The median U.S. home price will likely hit $1 million around the year 2050, when the millennial generation is hitting the traditional age of retirement, a top housing economist has predicted.
“Essentially, in about 25 years the national median home price will be a million dollars,” Lawrence Yun, chief economist at the National Association of Realtors®, said at a conference in Washington, DC, on Tuesday. “It may be hard to envision that, but back in 1990, the national median price was $90,000.”
Yun noted that even San Francisco, considered an exorbitantly priced real estate market at the time, had a median price of only $250,000 in 1990.
Last month, the national median sales price for existing homes was nearly $430,000. Yun used multiple scenarios to project home prices out into the future, and says each scenario pointed to roughly the same timeline to hit $1 million: about 25 years.
“Homeowners will continue to build wealth, while renters are simply spinning their wheels,” Yun said, addressing NAR members at the group’s annual Legislative Meetings conference.
Yun says he does not expect an economic recession to hit the U.S. in 2026, projecting job gains for the year at a solid 400,000.
His 2026 housing market forecast remained unchanged since he last revised it in April, when he made a sharp downward revision to projected home sales for the year in response to surging interest rates.
The economist now expects mortgage rates to average 6.5% across 2026, roughly where they sit now. He sees home prices rising 4% this year, up slightly from the 3% gain recorded in 2025.

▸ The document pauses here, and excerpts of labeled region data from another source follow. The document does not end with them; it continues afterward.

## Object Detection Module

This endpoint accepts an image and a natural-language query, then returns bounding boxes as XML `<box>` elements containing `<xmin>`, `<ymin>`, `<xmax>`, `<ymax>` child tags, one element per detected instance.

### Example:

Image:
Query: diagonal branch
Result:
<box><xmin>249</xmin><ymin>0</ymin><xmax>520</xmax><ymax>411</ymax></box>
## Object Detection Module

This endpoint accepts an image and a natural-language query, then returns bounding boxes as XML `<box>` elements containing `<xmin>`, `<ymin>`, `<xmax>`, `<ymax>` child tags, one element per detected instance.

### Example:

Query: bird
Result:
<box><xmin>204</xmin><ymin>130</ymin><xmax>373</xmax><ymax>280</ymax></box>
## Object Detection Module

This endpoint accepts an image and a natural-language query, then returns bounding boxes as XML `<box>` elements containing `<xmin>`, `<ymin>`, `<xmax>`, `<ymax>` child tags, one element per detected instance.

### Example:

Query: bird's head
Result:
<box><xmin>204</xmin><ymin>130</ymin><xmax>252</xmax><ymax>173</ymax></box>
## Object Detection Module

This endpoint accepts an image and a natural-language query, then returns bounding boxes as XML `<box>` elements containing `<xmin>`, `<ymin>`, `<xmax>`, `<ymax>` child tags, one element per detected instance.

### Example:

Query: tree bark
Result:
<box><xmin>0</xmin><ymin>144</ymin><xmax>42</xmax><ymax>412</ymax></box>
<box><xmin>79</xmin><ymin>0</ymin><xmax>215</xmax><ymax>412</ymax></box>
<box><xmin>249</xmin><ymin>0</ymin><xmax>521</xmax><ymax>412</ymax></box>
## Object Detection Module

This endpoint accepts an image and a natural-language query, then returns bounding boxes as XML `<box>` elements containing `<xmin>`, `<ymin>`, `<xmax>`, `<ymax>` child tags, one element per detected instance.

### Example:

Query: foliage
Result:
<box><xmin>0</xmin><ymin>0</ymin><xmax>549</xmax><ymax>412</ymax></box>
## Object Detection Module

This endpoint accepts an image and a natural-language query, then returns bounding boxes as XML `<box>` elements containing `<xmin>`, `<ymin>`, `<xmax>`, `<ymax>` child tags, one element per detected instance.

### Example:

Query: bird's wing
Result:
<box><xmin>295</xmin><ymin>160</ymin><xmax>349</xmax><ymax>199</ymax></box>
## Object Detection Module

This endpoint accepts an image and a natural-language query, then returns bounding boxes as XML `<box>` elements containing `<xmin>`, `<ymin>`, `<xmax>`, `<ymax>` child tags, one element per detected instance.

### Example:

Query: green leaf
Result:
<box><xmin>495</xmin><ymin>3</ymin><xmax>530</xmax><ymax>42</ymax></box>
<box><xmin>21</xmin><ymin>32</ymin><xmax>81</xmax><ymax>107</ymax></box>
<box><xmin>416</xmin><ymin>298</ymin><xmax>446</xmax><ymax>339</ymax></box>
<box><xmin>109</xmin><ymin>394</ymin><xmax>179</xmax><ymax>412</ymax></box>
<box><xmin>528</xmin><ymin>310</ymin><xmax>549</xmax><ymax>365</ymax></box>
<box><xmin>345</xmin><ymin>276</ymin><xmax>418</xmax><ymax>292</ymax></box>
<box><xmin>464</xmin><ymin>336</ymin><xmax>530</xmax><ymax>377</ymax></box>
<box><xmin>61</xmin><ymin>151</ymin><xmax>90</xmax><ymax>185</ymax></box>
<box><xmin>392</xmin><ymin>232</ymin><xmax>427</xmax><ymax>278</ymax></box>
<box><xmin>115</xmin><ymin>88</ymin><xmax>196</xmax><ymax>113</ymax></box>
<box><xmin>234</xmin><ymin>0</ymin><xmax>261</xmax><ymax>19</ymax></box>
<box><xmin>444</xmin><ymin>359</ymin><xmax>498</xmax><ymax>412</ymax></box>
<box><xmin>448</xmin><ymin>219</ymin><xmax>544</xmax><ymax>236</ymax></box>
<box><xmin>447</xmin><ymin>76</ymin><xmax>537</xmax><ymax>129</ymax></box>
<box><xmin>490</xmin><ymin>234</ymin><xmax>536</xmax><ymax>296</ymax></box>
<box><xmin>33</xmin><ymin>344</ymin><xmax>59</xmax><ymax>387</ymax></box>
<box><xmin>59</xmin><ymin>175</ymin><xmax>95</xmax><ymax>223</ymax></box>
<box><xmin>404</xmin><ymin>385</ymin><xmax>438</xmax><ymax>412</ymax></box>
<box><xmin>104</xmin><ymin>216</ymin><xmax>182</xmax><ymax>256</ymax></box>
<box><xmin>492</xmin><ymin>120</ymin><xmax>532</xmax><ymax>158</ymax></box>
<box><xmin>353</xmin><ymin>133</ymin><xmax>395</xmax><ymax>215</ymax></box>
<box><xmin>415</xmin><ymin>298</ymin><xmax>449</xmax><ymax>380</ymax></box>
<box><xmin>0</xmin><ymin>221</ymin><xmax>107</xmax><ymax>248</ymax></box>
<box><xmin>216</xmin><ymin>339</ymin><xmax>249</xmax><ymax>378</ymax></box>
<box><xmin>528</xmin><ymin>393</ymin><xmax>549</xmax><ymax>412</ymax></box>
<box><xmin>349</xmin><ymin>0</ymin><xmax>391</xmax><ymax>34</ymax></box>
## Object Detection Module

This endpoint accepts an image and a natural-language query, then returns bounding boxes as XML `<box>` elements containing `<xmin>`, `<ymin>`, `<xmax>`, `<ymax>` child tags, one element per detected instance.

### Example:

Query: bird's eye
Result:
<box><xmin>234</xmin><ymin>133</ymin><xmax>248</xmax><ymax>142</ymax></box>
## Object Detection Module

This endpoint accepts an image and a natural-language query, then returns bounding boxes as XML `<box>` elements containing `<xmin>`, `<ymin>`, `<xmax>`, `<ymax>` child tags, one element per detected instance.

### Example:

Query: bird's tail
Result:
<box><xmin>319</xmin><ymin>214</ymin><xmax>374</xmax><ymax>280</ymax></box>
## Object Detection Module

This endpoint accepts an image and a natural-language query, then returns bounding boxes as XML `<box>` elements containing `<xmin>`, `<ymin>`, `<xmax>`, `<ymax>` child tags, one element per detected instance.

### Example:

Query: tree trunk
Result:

Yun now projects existing-home sales transaction volume will grow 4% from the 30-year low reached in 2025, as higher interest rates kept the market frozen.
Although mortgage rates have surged off the three-year lows they touched in late February, rates remain modestly lower than they were a year ago, breathing some life into the housing market.
Jessica Lautz, NAR deputy chief economist and vice president of research, says that certain segments of buyers remain active in the market despite ongoing affordability challenges.
“I’ve been traveling around the nation this year, and I am hearing a lot from you that it’s a really wonky market,” Lautz said at the event on Tuesday. “You’ll list a home on the market, and sometimes it’ll sit for months. And sometimes it’s going to have multiple offers, and they can be next door to each other.”
Lautz described a surprisingly wide range of buyers who remain active even in a “wonky” market.
They include boomers who bought once decades ago and never sold before, young owners who bought condos during COVID at ultra‑low rates and now want to trade up, and renters who have pets and need space or a yard.
“We talk incessantly about first-time homebuyers. What about first-time sellers?” Lautz said, noting that 17% of younger baby boomers who sold this year had never sold a property before.
However, she noted that baby boomers are “not really downsizing” as they hit retirement. Younger boomers are often buying homes with similar square footage, just in different locations, often near their grandchildren, says Lautz.
Lautz also addressed persistent myths about down payments that she says might be holding back some potential buyers.
“Misinformation is out there,” Lautz said, noting that many potential buyers still believe they need a 20% down payment. “The typical down payment for first-time homebuyers was just 10% last year.”